A B.C. union representing thousands of people who work with seniors is calling for an enhancement to the type of protective equipment provided to many front-line health-care workers.
The BCGEU wants to see N95 masks used more widely and is calling for employers to provide them to all frontline healthcare workers.
However, Interior Health says that’s not necessary to protect staff.
BCGEU president Stephanie Smith said workers are raising concerns about the type of personal protective equipment they are being issued.
“They tend to not be N95 masks, they are surgical masks,” Smith said.
The union feels it’s better to err on the side of being too cautious. At stake, the BCGEU says, is the protection of staff and their vulnerable patients.
“Anything that can be done should be done. I don’t think we can afford to wait for proof,” Smith said.
“We need to overreact and that means using the precautionary principle: assuming that it is transmissible, assuming that it is transmitted through the air and providing the highest level of protection possible.”
That’s not the direction health-care providers are getting from the province, which is telling front-line staff “an N95 respirator is only required when performing aerosol-generating medical procedures,” on COVID patients.
The Provincial Health Services Authority says COVID-19 is primarily spread by droplets “when a person coughs, sneezes, and talks or sings,” not through airborne transmission, so tighter-fitting N95 masks “are generally not required to protect from COVID-19,” unless you are doing an aerosol-generating medical procedure.
Interior Health’s chief medical officer, Dr. Albert de Villiers said not using N95 masks more widely is not an issue of money, but science.
“For the general workers in long-term care it is not needed because COVID doesn’t spread the same way like TB or measles,” de Villiers said.
However, other experts disagree with the BC government’s assessment of the way COVID-19 is primarily spread.
Okanagan long-term care facilities facing major outbreaks
The call for wider use of N95 masks comes as some Okanagan long-term care facilities are facing significant outbreaks.
A long-term care worker in Vernon, who did not want to do an on-camera interview over concerns it could impact their job, contacted Global News to report they had not been provided with an N95 mask on request.
It is something the worker thinks should change to protect both staff and residents at COVID-19-positive facilities.

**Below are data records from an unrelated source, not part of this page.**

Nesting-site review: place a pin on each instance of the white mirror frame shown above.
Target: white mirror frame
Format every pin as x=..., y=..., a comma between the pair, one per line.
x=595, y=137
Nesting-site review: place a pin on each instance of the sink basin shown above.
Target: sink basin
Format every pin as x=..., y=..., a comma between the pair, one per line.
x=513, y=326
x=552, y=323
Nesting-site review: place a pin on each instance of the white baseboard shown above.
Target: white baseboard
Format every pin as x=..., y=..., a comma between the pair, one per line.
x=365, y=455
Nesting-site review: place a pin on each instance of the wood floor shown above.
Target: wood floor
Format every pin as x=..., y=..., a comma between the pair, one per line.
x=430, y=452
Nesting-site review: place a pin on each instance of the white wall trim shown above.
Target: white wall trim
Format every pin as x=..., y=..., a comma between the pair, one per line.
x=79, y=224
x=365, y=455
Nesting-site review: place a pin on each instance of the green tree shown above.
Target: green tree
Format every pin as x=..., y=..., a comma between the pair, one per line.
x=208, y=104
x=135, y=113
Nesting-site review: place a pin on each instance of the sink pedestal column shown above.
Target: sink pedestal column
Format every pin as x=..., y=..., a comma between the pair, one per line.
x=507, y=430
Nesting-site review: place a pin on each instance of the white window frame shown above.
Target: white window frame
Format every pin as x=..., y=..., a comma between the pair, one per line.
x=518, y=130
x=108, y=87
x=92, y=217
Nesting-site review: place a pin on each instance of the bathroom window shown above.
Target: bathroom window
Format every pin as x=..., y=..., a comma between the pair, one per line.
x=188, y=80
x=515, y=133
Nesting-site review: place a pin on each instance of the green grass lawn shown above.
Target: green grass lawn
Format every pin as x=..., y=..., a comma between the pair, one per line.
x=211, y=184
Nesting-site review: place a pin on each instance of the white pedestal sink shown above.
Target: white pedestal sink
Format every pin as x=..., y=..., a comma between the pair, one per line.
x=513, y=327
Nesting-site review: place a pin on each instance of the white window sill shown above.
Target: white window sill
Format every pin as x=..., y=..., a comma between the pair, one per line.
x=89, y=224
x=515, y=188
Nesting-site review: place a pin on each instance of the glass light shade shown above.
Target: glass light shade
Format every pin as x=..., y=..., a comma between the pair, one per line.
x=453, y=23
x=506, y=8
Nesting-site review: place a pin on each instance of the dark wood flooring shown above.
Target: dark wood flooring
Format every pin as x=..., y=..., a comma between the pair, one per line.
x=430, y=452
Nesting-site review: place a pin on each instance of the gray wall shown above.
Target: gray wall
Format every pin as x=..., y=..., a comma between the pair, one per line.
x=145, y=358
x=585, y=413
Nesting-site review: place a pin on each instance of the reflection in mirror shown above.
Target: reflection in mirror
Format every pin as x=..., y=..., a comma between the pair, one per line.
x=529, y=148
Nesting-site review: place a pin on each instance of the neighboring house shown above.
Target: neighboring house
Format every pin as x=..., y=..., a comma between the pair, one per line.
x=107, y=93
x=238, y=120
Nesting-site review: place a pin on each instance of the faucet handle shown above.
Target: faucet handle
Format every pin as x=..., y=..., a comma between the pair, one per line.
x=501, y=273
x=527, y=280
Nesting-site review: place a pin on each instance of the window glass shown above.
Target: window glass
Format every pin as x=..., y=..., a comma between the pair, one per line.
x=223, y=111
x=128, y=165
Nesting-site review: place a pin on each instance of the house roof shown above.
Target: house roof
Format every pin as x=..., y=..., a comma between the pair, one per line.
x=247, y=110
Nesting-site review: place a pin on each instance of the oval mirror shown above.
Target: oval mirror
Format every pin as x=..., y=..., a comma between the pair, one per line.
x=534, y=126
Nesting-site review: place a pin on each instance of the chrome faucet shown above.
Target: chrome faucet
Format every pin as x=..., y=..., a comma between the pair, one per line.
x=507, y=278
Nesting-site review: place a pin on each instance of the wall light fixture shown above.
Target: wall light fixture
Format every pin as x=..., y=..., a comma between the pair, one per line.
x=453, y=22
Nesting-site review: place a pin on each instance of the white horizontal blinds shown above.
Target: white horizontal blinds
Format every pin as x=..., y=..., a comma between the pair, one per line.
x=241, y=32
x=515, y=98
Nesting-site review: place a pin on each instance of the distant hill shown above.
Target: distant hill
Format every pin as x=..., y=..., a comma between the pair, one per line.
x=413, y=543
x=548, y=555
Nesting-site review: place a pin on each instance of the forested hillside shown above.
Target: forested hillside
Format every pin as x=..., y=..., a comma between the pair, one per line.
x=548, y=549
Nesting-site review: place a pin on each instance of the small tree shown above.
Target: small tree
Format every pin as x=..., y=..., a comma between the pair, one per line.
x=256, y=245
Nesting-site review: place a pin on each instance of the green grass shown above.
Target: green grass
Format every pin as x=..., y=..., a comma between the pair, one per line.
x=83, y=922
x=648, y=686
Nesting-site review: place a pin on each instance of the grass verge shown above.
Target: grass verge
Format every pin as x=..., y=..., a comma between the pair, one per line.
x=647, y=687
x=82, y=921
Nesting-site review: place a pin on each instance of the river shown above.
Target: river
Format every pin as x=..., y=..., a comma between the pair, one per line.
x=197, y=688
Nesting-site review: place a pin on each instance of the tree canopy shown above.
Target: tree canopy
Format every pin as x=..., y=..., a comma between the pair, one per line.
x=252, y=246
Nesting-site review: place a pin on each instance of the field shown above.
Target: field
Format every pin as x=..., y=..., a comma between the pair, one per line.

McKinney Place long-term care in Oliver had 75 cases in residents and staff as of Tuesday, while Heritage Square long-term care in Vernon had 30 cases.
Those are just two of the seven Okanagan facilities currently dealing with COVID-19 outbreaks.
Two organizations managing four of the Okanagan seniors facilities with COVID-19 outbreaks, Kaigo Retirement Communities and The Good Samaritan Society, both say they are following provincial directives which state that N95 masks are only required for aerosol-generating procedures on COVID patients.
“Certainly N95 masks have a place. However, they are used for aerosol-generating procedures and right now we do not have any aerosol-generating procedures currently at our sites and therefore are not using N95 masks,” said Wendy Calhoun, director of operations for Kaigo Retirement Communities.
“We take direction from the health authority in regards to personal protective equipment and we are following their guidelines. They are the same guidelines throughout the province. Certainly, we feel confident they are the guidelines that we need to be following at this time.”
Along with Heritage Square, Kaigo manages Creekside Landing long-term care in Vernon, where four cases have been identified.
The Good Samaritan Society operates Village by the Station in Penticton and Mountainview Village in Kelowna which are experiencing outbreaks. As of Tuesday, Village by the Station had recorded nine cases and Mountainview Village had sixteen.
McKinney Place in Oliver is run by Interior Health.